Availability-based resource management policies can have some interesting permutations. For example, RAID techniques and remote mirroring affect availability.
How to establish resource management polices to maximize utilization is almost a black art. In established environments, past history may be a good indicator of how to set policies. However, where there is no history, or where past trends are misleading, or where the trend depends on the size of the observation window because of workload cycles, there may be no easy way to establish a resource management policy that maximizes utilization.
Once thresholds have been established and you have metrics to evaluate, the next stage is to define actions to take when thresholds are exceeded. Some actions may be as simple as beginning the procurement process for more disk when you are running out of space. However, unless your IT management staff is very flexible you may need to tailor this action to include projections of requirements for two, four, or even six months of disk provisioning.
Other, more subtle, actions may also be required, such as re-balancing performance or capacity across devices or changing configuration options to reassign resources.
Regardless of how the actions are accomplished, there is the notion of policies that define objectives, policies that describe how to assess a resource, and how to alleviate a constraint.

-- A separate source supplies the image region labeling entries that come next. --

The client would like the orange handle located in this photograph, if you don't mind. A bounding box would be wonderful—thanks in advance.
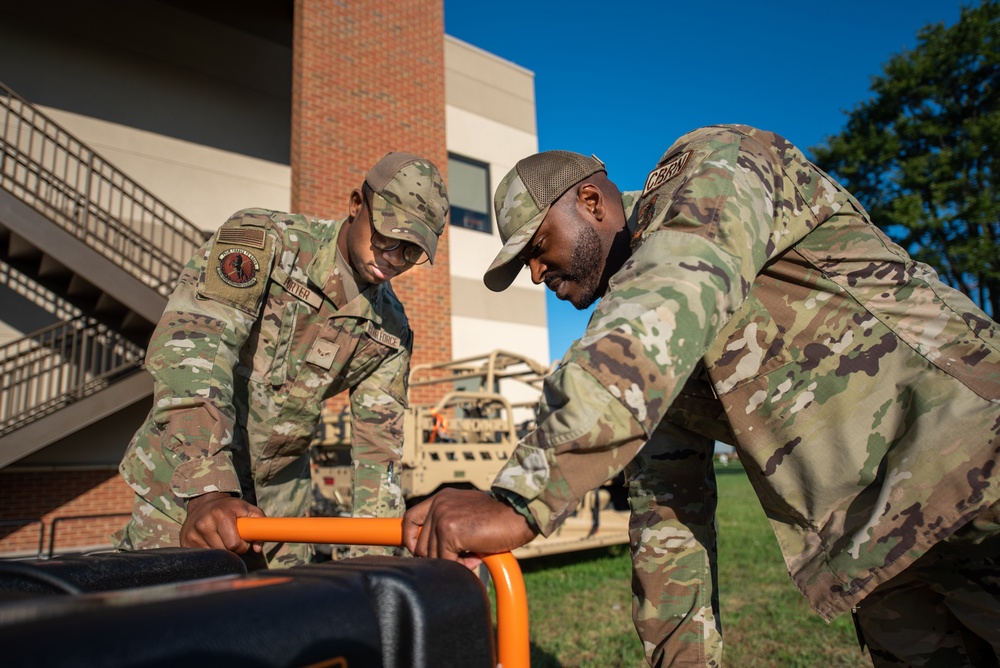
[236,517,531,668]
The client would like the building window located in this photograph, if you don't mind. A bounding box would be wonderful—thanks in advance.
[448,155,493,234]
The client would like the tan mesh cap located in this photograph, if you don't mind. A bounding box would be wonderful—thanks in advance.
[483,151,607,292]
[365,152,448,264]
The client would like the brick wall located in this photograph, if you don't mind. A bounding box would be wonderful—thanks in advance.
[0,469,132,558]
[291,0,451,408]
[0,0,451,557]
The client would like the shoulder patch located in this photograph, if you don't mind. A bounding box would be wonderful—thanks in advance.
[217,227,267,249]
[199,227,274,316]
[640,151,691,197]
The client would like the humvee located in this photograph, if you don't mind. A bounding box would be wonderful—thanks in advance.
[310,350,628,559]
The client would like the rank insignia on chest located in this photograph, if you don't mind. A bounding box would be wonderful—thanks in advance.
[215,248,260,288]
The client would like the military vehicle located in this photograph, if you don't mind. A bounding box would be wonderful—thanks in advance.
[311,350,628,559]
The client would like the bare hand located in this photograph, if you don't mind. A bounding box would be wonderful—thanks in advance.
[181,492,264,554]
[403,488,535,569]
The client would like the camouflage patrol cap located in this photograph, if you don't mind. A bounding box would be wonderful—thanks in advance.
[483,151,607,292]
[365,152,448,264]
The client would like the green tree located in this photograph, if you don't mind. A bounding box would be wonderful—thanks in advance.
[810,0,1000,318]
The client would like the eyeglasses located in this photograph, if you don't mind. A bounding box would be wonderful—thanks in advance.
[365,194,430,264]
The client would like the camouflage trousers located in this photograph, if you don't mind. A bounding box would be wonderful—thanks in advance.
[625,420,722,668]
[854,502,1000,668]
[111,455,315,568]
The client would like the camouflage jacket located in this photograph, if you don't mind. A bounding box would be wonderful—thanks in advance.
[494,126,1000,619]
[120,209,413,522]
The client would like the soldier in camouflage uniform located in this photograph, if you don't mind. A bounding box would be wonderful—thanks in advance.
[404,126,1000,666]
[113,153,448,566]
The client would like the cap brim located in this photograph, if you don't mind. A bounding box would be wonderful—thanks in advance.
[371,192,438,264]
[483,207,549,292]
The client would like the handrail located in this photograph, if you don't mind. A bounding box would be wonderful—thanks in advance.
[0,518,45,559]
[0,83,206,296]
[0,316,144,436]
[236,517,531,668]
[46,513,132,559]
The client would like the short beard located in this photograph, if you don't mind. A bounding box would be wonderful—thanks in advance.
[560,224,606,311]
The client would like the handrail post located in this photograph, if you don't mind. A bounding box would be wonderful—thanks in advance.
[236,517,531,668]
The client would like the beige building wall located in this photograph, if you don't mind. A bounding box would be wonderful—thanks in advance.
[445,36,549,378]
[42,107,292,230]
[0,27,549,467]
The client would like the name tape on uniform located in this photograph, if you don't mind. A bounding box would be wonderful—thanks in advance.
[642,151,691,197]
[273,268,323,309]
[365,320,399,348]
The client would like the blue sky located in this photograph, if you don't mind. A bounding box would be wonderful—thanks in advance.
[444,0,978,366]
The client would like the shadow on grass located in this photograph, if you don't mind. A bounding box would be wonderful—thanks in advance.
[518,545,628,573]
[715,461,747,476]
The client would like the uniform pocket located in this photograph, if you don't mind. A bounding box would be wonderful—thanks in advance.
[268,302,300,387]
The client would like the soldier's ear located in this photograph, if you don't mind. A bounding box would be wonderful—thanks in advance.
[347,188,365,218]
[576,183,607,220]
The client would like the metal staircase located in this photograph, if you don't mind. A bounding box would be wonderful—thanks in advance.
[0,84,206,467]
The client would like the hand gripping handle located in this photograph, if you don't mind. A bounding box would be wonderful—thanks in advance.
[236,517,531,668]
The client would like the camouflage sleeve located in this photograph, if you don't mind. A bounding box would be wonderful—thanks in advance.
[494,128,808,535]
[146,242,262,498]
[351,329,413,517]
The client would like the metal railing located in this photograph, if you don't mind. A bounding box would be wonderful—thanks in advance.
[0,79,206,296]
[0,316,144,436]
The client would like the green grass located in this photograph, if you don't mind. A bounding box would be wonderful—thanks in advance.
[496,464,871,668]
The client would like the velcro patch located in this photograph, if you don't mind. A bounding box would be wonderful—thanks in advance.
[641,151,691,197]
[217,227,267,250]
[215,248,260,288]
[199,228,274,315]
[306,339,340,371]
[365,320,399,349]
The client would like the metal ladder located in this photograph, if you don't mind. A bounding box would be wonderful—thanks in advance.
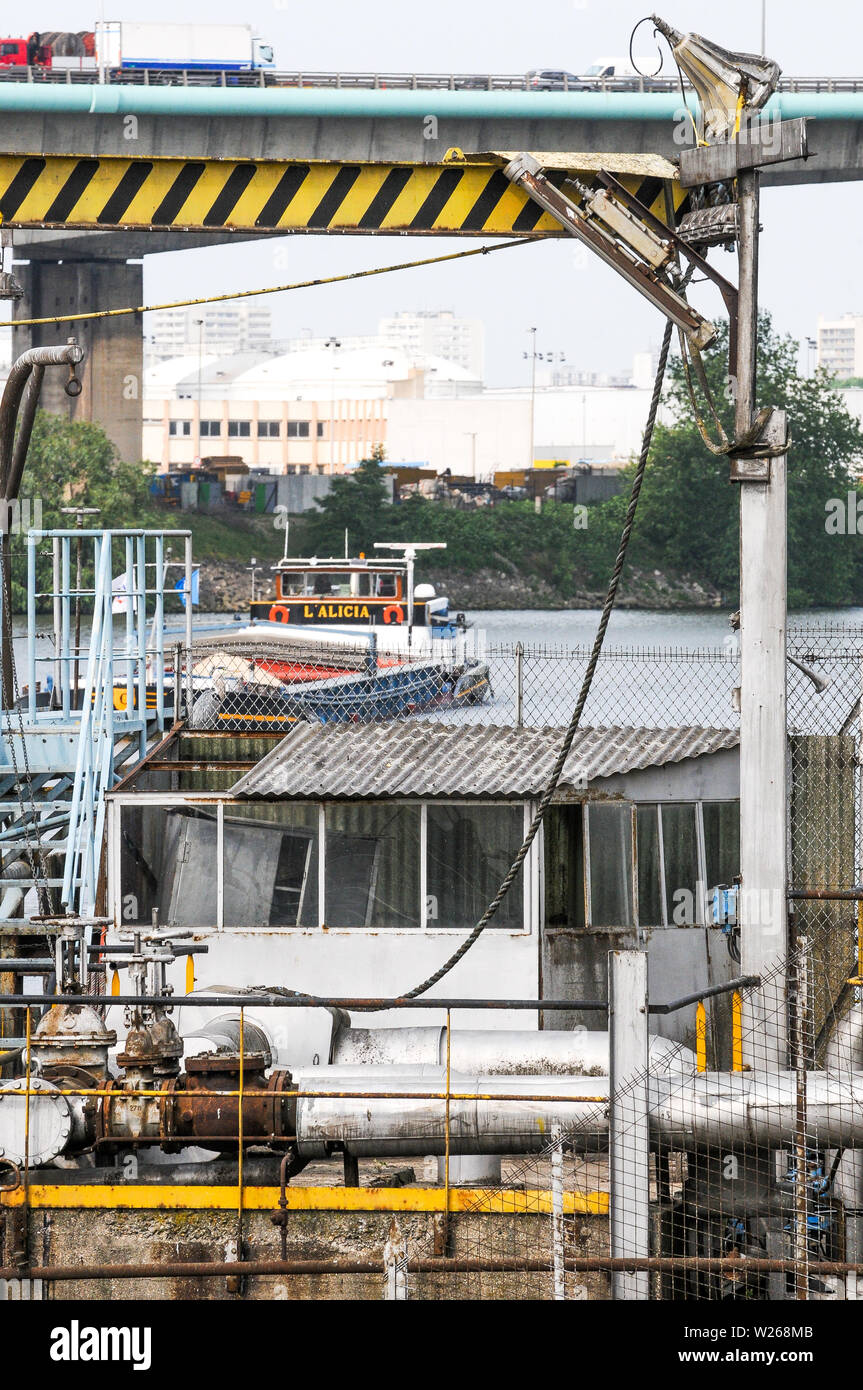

Data management policies usually contain the finest detail because they focus on application, or process-level, services. For example, a bank might specify that ATM transactions need to be serviced in x amount of time. However, x is the total time for the transaction to make the round trip from the ATM across the network, through the server, query the database table, update the balance, and command the ATM to spit out cash. In reality, such transactions may span several servers and cross many networks before getting to the point where there is a disk I/O, so the budget for I/O can get to be very small.
Service level objectives are the key to defining data management policies. These objectives rank the priorities of applications against one another so that during periods of constraint, decisions can be made about how to distribute resources. Service level objectives also set measurable values to quantify service, so that exceptions can be measured and evaluated. Also, there is the question of how to handle policy exceptions. These exceptions can become complicated because each application or set of applications has its own priority and may have dependent downstream applications with higher priorities.
To further complicate matters, devices or other resources may have several "limiting capabilities." For example, a log file may need to be segregated to its own file system, logical unit, RAID rank, and perhaps even the device because it can absorb the performance capabilities of the device.
The process of achieving data management policies requires mapping them over the set of device capabilities and the needs of "neighboring" applications that share resources to evaluate the effect of deploying resources to provision applications.
Solving the policy management gap
There are two groups focusing on methods of addressing policies and policy management in computing systems. The Distributed Management Task Force (DMTF) Policy Working Group is attacking the larger problem of defining service level objectives and implementing evaluation and enforcement mechanisms. The Storage Networking Industry Association (SNIA) Policy Working Group is focused on the storage implications of policies and how to apply policies to storage-related issues. For more information, visit www.snia.org.
Bob Rogers is the chief storage technologist at BMC Software (www.bmc.com) in Houston, TX.